A project like Fusco’s planned mixed-use development provides an opportunity to improve “the economics of that sort of investment for us,” Zinn said. That is: by pouring money into building out two new large taxable structures filled with people living and shopping in that part of New Haven, the city would be able to grow its own fiscal coffers—and therefore would be better positioned to pay for some of the engineering projects, like improved stormwater drainage and raised roads, designed to protect the neighborhood.

“The devils are in the details,” Zinn said. He said he has plenty of questions and requests that he’ll put forward if and when Fusco advances to the detailed site plan review stage of this project before the City Plan Commission.

Zinn also noted how this proposal is a transit-oriented development, given its proximity to the I-91 and I-95 highways, Union Station, and the rail yard.

“I think we shouldn’t shy away from being creative to take advantage of [these large transportation corridors] to find opportunities for economic growth in New Haven.”

Woods agreed. She also said that there are risks to denying such a zoning change and doing nothing with New Haven’s existing waterfront.

“If we don’t allow an intensification of use, we’ll end up having to abandon areas like Long Wharf [and] Mill River,” she said.

“We really just want to be front and center in reimagining, in making the future use of our waterfront in the very best interest of our residents who live in New Haven, and not abandon our waterfront as a viable area of enjoyment, of residential use, and of economic development,” she continued. “This project is a benchmark for that.”

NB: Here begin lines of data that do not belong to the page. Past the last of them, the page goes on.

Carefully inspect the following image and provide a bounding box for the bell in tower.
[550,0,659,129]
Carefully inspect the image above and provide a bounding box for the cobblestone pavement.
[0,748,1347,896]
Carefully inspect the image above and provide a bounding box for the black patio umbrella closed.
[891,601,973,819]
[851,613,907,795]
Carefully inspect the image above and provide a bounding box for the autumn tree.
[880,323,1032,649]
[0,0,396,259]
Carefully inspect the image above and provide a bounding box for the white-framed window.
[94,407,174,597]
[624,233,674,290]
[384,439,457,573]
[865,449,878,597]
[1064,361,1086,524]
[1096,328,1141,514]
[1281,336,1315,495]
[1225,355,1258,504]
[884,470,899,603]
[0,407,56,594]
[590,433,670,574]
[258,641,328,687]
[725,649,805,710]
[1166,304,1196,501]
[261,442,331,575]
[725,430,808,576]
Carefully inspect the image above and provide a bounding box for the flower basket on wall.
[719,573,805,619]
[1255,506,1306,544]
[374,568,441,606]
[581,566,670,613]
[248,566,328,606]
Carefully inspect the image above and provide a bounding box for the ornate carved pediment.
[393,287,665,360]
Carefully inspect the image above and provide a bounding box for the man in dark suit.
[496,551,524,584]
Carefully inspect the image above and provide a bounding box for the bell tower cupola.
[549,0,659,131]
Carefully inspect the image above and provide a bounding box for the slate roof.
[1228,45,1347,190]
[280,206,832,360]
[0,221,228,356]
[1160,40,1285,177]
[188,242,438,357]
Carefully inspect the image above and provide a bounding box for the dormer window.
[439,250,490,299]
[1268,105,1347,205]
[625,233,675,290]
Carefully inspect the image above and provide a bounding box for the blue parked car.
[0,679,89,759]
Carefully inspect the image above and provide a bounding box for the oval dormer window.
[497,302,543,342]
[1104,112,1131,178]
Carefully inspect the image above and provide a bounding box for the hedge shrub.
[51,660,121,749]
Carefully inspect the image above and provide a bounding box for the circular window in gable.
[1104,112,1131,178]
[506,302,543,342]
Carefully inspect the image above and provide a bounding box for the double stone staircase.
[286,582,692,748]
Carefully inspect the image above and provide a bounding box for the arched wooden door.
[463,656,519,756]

Woods said that the city wants to take a “cities-first approach” to redeveloping the waterfront. “We don’t have the option of all migrating up to Woodbridge,” she said. “We’re going to stay in New Haven where we are, and really make the best use of our waterfront.”

Ultimately, all of the alders on the call agreed—at least enough to vote unanimously in support of the proposed zoning change.

Westville Alder Adam Marchand said his proposal clearly raises a question: “Is this the right thing to do at a time of climate change and global sea level rise?” He said he appreciated Zinn’s and Woods’s responses to that question.

He also praised Fusco for putting together a preliminary evacuation plan for residents in the event of a flood. He said “it’s probably a good precedent for this board to be asking property developers and property management companies to develop robust plans around evacuations and different protocols when we know bad weather is coming and we’re looking at water overflowing the shore.”

“From my perspective, having people living down there [on Long Wharf] will activate that area tremendously,” Marchand continued. He supports that goal.

Morris Cove Alder Sal DeCola agreed: “I think this project could be a catalyst for the whole Long Wharf area.”

Hill Alder Carmen Rodriguez also threw her support behind the project before all of her colleagues voted unanimously in support. “This area absolutely needs positive growth,” she said.